Inspecting these thoughts, Caroline added “ungenerous”
to her list. But damn it, she’d usually done her best. When Maureen, the Irish maid who told horror stories about British rule, sobbed with homesickness, Caroline patted her
orange hair and told her everything would be all right.
When her father limped home with colitis from fighting court cases for minority groups, Caroline ran his bath and rubbed his temples. As he bathed, she polished his shoes. When her mother returned from the welfare office where she began working after the war, Caroline brought her tea, turned on the opera, and covered her with a blanket in her armchair under the seal from her college that read “Non Ministrari sed Ministrare.” Not to be ministered unto but to minister.
Which was what Caroline had always tried to do.

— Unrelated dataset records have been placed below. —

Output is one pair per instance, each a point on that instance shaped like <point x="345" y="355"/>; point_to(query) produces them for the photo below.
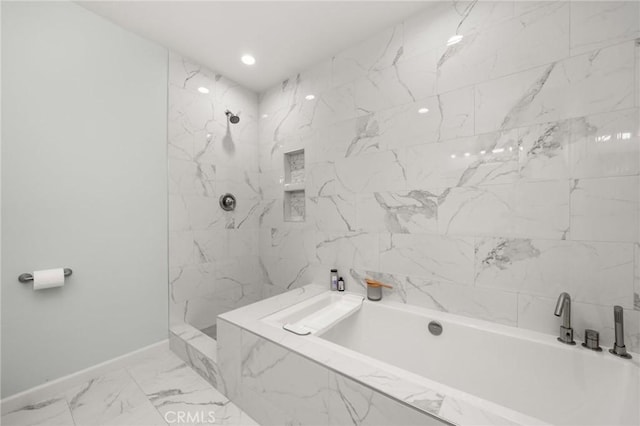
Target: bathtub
<point x="528" y="372"/>
<point x="474" y="372"/>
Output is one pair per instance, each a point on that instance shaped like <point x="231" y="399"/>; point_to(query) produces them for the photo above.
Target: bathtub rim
<point x="415" y="391"/>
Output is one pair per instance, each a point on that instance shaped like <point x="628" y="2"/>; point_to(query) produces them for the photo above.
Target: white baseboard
<point x="55" y="387"/>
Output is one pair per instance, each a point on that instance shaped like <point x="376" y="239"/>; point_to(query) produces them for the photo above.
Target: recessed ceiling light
<point x="248" y="60"/>
<point x="454" y="40"/>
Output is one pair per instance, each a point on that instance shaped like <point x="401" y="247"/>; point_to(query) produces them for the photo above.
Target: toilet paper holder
<point x="25" y="278"/>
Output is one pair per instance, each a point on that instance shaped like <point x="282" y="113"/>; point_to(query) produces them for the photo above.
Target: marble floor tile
<point x="159" y="389"/>
<point x="51" y="412"/>
<point x="111" y="399"/>
<point x="173" y="388"/>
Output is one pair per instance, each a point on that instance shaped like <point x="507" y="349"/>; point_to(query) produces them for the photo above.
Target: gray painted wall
<point x="84" y="185"/>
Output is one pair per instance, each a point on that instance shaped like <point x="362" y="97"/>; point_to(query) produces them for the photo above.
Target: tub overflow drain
<point x="435" y="328"/>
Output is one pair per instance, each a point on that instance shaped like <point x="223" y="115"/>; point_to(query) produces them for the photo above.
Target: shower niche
<point x="294" y="181"/>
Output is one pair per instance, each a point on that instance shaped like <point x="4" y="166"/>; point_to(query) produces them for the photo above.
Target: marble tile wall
<point x="213" y="254"/>
<point x="481" y="178"/>
<point x="276" y="386"/>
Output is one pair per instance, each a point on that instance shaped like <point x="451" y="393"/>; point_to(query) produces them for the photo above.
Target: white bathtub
<point x="529" y="372"/>
<point x="474" y="373"/>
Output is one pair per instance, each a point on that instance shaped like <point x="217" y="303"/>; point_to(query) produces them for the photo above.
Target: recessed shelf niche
<point x="294" y="194"/>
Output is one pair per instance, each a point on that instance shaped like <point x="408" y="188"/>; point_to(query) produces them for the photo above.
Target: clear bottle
<point x="334" y="279"/>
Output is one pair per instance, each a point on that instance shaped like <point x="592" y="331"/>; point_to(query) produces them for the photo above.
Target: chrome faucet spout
<point x="619" y="348"/>
<point x="563" y="307"/>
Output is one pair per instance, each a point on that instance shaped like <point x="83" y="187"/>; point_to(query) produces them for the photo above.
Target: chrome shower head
<point x="234" y="119"/>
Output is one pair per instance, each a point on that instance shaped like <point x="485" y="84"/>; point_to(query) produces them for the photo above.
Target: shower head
<point x="234" y="119"/>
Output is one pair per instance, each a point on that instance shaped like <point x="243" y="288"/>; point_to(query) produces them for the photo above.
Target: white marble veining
<point x="210" y="250"/>
<point x="605" y="209"/>
<point x="54" y="411"/>
<point x="590" y="83"/>
<point x="598" y="24"/>
<point x="591" y="272"/>
<point x="525" y="131"/>
<point x="350" y="401"/>
<point x="148" y="391"/>
<point x="271" y="388"/>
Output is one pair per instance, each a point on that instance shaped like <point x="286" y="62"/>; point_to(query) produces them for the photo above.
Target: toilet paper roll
<point x="48" y="278"/>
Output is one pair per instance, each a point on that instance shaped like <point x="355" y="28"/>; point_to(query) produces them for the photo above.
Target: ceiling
<point x="284" y="37"/>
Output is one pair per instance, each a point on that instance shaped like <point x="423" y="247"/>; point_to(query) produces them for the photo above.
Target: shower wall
<point x="482" y="177"/>
<point x="213" y="254"/>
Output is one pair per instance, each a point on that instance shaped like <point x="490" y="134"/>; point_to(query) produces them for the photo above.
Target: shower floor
<point x="211" y="331"/>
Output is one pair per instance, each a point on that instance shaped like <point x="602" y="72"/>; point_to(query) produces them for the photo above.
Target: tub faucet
<point x="563" y="307"/>
<point x="619" y="348"/>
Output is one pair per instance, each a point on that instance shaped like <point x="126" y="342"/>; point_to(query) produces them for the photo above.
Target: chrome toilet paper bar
<point x="25" y="278"/>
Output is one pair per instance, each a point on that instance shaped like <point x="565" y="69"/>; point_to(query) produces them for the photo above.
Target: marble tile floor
<point x="157" y="390"/>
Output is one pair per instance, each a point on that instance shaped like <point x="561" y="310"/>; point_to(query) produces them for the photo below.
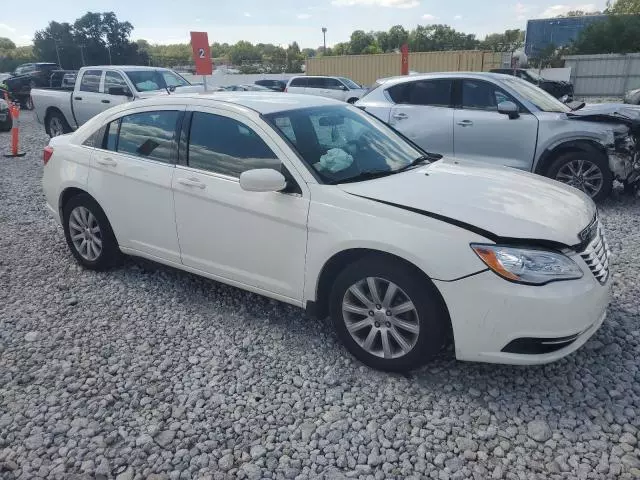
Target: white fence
<point x="608" y="75"/>
<point x="219" y="79"/>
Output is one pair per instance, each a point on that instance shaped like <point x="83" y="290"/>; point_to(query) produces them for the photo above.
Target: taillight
<point x="46" y="154"/>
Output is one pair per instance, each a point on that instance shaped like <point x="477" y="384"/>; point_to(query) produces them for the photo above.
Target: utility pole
<point x="55" y="41"/>
<point x="324" y="39"/>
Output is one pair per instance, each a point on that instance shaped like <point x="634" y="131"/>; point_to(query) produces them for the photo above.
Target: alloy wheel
<point x="85" y="233"/>
<point x="381" y="318"/>
<point x="582" y="174"/>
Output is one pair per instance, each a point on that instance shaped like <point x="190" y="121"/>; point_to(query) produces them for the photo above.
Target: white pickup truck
<point x="96" y="89"/>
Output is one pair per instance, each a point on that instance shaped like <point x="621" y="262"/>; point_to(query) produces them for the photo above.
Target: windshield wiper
<point x="429" y="157"/>
<point x="364" y="175"/>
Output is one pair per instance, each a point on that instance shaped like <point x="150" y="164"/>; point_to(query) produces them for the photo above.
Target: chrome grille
<point x="596" y="255"/>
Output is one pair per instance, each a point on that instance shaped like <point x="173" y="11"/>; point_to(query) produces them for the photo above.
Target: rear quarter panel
<point x="68" y="168"/>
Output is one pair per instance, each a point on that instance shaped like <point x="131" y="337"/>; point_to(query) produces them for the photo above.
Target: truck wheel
<point x="57" y="125"/>
<point x="585" y="171"/>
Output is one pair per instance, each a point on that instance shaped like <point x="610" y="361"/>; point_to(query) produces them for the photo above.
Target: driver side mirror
<point x="262" y="180"/>
<point x="509" y="108"/>
<point x="120" y="91"/>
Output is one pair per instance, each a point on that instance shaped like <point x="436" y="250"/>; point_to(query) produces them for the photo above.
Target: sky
<point x="285" y="21"/>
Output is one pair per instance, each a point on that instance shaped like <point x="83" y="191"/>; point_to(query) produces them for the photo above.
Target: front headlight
<point x="527" y="265"/>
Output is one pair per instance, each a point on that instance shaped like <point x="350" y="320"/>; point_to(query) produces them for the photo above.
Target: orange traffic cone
<point x="14" y="111"/>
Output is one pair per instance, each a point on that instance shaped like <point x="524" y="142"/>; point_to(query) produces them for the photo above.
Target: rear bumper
<point x="495" y="320"/>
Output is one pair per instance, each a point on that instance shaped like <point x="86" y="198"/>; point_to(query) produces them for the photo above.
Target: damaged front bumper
<point x="624" y="158"/>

While her parents rested, she kept Howard and Tommy quiet by locking them in the playroom and making them play medical missionary.

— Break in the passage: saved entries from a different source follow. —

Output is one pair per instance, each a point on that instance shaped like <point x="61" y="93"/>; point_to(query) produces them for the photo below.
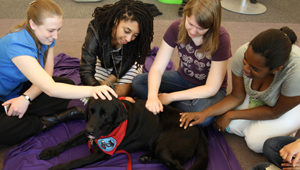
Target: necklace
<point x="113" y="58"/>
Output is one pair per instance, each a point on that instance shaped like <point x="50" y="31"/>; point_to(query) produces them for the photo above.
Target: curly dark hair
<point x="274" y="45"/>
<point x="129" y="10"/>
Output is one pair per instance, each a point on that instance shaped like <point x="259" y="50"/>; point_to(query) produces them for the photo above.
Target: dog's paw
<point x="146" y="158"/>
<point x="47" y="154"/>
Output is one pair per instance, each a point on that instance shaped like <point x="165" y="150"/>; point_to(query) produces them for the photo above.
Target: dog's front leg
<point x="49" y="153"/>
<point x="93" y="158"/>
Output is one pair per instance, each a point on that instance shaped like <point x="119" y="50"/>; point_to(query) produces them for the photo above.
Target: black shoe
<point x="68" y="114"/>
<point x="253" y="1"/>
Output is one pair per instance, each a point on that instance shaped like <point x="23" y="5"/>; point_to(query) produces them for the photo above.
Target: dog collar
<point x="108" y="144"/>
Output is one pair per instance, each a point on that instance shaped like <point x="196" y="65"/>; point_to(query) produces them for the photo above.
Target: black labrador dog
<point x="160" y="135"/>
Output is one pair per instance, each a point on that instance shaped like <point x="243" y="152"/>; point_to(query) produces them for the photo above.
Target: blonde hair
<point x="37" y="11"/>
<point x="208" y="14"/>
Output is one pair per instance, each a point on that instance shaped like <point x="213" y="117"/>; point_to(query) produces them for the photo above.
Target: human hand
<point x="222" y="122"/>
<point x="102" y="92"/>
<point x="18" y="106"/>
<point x="291" y="152"/>
<point x="289" y="166"/>
<point x="191" y="119"/>
<point x="164" y="98"/>
<point x="154" y="105"/>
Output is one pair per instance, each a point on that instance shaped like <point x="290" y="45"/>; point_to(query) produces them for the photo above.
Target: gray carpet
<point x="241" y="28"/>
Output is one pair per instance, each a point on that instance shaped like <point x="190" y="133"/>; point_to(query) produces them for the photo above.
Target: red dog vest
<point x="108" y="144"/>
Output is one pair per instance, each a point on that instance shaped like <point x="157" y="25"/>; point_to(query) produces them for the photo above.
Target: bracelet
<point x="110" y="84"/>
<point x="27" y="97"/>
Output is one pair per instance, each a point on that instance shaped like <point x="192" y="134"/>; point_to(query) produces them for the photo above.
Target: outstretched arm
<point x="157" y="69"/>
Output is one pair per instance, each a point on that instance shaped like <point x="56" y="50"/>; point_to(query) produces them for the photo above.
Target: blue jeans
<point x="172" y="81"/>
<point x="272" y="147"/>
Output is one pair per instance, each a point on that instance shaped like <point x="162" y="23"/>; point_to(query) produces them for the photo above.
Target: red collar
<point x="109" y="143"/>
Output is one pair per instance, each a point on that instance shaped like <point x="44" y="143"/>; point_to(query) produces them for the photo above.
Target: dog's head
<point x="104" y="116"/>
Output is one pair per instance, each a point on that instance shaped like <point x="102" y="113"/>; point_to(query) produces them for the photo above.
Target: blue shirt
<point x="13" y="45"/>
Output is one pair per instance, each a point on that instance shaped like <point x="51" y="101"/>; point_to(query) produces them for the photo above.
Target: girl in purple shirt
<point x="204" y="49"/>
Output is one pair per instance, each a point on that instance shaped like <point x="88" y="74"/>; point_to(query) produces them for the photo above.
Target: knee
<point x="269" y="147"/>
<point x="255" y="144"/>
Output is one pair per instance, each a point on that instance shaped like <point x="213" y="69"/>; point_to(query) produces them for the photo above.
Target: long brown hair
<point x="37" y="11"/>
<point x="208" y="14"/>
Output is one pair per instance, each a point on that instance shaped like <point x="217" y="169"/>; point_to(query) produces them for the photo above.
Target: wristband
<point x="110" y="84"/>
<point x="27" y="97"/>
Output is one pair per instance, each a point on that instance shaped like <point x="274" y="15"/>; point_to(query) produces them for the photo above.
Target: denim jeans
<point x="172" y="81"/>
<point x="272" y="147"/>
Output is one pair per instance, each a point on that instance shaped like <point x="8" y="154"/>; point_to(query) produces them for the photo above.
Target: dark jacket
<point x="98" y="45"/>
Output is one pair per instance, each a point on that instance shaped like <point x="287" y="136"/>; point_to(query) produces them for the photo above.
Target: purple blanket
<point x="25" y="155"/>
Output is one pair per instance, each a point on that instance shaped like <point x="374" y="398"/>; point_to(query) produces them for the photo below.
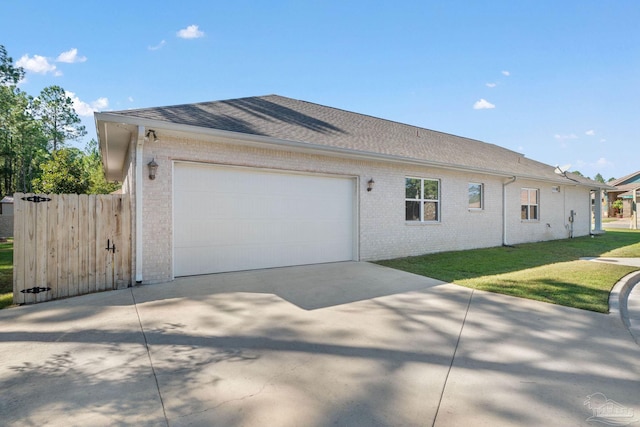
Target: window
<point x="476" y="196"/>
<point x="529" y="204"/>
<point x="422" y="199"/>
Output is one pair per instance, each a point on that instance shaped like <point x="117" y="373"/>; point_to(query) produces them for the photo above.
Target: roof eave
<point x="299" y="146"/>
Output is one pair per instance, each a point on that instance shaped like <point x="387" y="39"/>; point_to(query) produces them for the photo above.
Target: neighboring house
<point x="624" y="190"/>
<point x="271" y="181"/>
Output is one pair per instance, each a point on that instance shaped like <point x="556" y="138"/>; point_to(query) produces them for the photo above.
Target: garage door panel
<point x="247" y="218"/>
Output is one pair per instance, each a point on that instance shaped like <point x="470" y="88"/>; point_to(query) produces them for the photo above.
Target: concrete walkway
<point x="350" y="344"/>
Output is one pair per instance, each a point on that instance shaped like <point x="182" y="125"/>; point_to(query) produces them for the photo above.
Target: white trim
<point x="139" y="201"/>
<point x="307" y="147"/>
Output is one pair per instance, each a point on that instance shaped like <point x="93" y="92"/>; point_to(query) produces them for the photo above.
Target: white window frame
<point x="422" y="200"/>
<point x="473" y="208"/>
<point x="529" y="204"/>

For Christmas one year their parents gave them each sponsorship of a Save-the-Children child. Caroline’s, from Kentucky, was named Stanley Horton. In his picture he had no shoes and very few sound teeth.
He wrote every month and sent a picture of his house, a shack sided with tar paper and roofed with tin Nehi signs. At dinner she, Howard, and Tommy would pass around the pictures and notes, and their parents would explain that because they were so privileged, they had a responsibility to those less fortunate. Caroline began saving her baby-sitting money to buy Stanley special treats, like Band-Aids in the shape of stars.